5 Automatic Testing Guidelines
Your coursework should be developed using Git. We have created bare git repositories for each of you on a
department server. Whenever you push a commit to them, a test suite consisting of a set of public (already given to
you) and private test cases is run and then the results of the test run will be emailed to you. You can push your work
to the repository as many times as you like before the deadline. All pushes will be automatically rejected 5 working
days after the deadline. We will mark the last commit that you have pushed. We advise you to test access to your
repository as soon as possible and to push your final commit well before the deadline.
5.1 SSH access to the Computer Science department
Ensure that you can SSH into the department before continuing. Run the following command:
ssh YOUR_CS_USERNAME@gitlab.cs.ucl.ac.uk
If you do not have access, you are probably using the wrong username: your CS username is different to your UCL
username (which you use to log in to Moodle, Portico etc.) Do not try to log in more than three times with an
incorrect username, as your IP address will be banned by the department. Please visit Tech Support on the 4th floor
of the Malet Place Engineering Building to figure out what your CS username is.
5.2 Pushing your work
Decompress the provided project.tar.gz, which gives you a directory project/ with the following
structure:
project/
src/
lib/
bin/
tests/
Initialise this directory into a git repository using git init. Add your UCL repository as a remote (the command
below is a single line):
git remote add origin YOUR_CS_USERNAME@gitlab.cs.ucl.ac.uk:/cs/student/
comp0012_lsa/YOUR_CS_USERNAME
7
Develop your lexer (i.e. Lexer.lex) and parser (i.e. Parser.cup) in the src/ subdirectory. Stage and commit
all your local changes using git add and git commit. Once your coursework is building and you are ready
to submit, create a text file called student.txt in the root of your repository with a single line containing your
student number, UCL email, and name, in this format:
12345678 Grace Hopper
You MUST provide the correct student number and UCL email address; otherwise, your submission will be rejected.

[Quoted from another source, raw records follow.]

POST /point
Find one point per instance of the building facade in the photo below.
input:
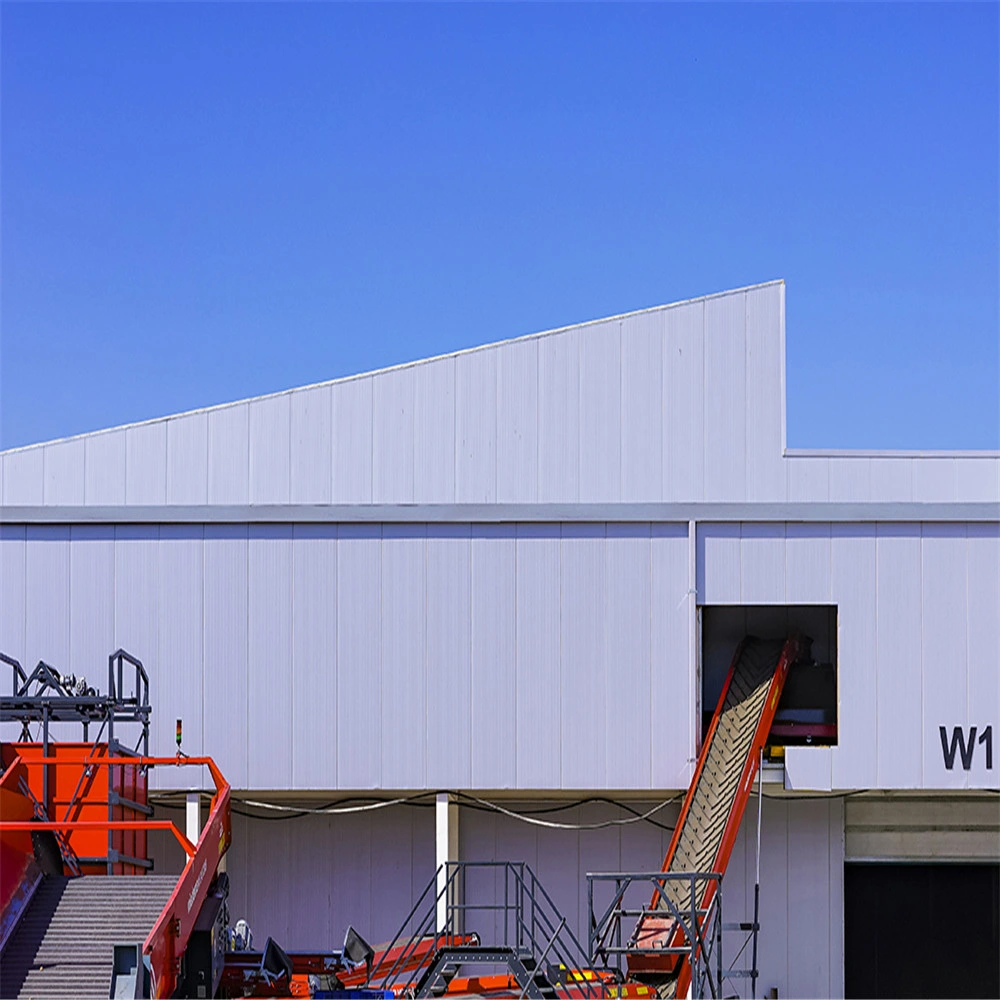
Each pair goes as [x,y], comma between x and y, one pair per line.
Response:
[516,572]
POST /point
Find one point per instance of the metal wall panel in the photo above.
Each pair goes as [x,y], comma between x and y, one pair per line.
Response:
[538,680]
[311,465]
[808,479]
[984,641]
[892,480]
[933,480]
[393,399]
[517,421]
[807,564]
[683,403]
[270,451]
[24,476]
[766,479]
[627,655]
[404,681]
[673,700]
[146,463]
[944,615]
[314,673]
[229,454]
[91,603]
[762,564]
[225,682]
[104,468]
[642,406]
[359,655]
[853,589]
[559,416]
[724,398]
[449,657]
[177,675]
[476,427]
[584,687]
[977,480]
[434,432]
[494,656]
[850,479]
[64,471]
[898,675]
[719,564]
[13,583]
[269,654]
[600,412]
[187,459]
[352,441]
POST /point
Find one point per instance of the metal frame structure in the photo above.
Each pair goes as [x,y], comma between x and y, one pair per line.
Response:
[614,933]
[531,938]
[46,696]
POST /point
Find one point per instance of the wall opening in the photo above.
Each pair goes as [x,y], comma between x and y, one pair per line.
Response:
[921,930]
[807,712]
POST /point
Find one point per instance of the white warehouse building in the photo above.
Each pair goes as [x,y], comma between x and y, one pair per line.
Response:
[518,573]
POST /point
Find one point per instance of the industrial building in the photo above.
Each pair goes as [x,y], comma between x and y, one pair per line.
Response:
[516,576]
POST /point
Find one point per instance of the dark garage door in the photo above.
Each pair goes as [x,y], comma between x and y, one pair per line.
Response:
[915,930]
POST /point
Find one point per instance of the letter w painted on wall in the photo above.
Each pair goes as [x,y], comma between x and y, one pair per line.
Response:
[958,744]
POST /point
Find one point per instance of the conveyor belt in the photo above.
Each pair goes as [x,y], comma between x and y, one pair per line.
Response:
[716,799]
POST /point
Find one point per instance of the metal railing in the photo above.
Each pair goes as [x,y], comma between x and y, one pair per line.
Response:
[671,927]
[528,933]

Next, stage and commit student.txt. At this point, your repository should contain at least the following files:
• student.txt
• src/SC.java
• src/Parser.cup
• src/Lexer.lex
Push your repository via git push origin master. If all goes well, you should receive an email from
"Compilerbot" after a few minutes, which contains your test scores. The server will reject submissions that do not
contain a student.txt file or other important files; if your push is rejected, read the error message.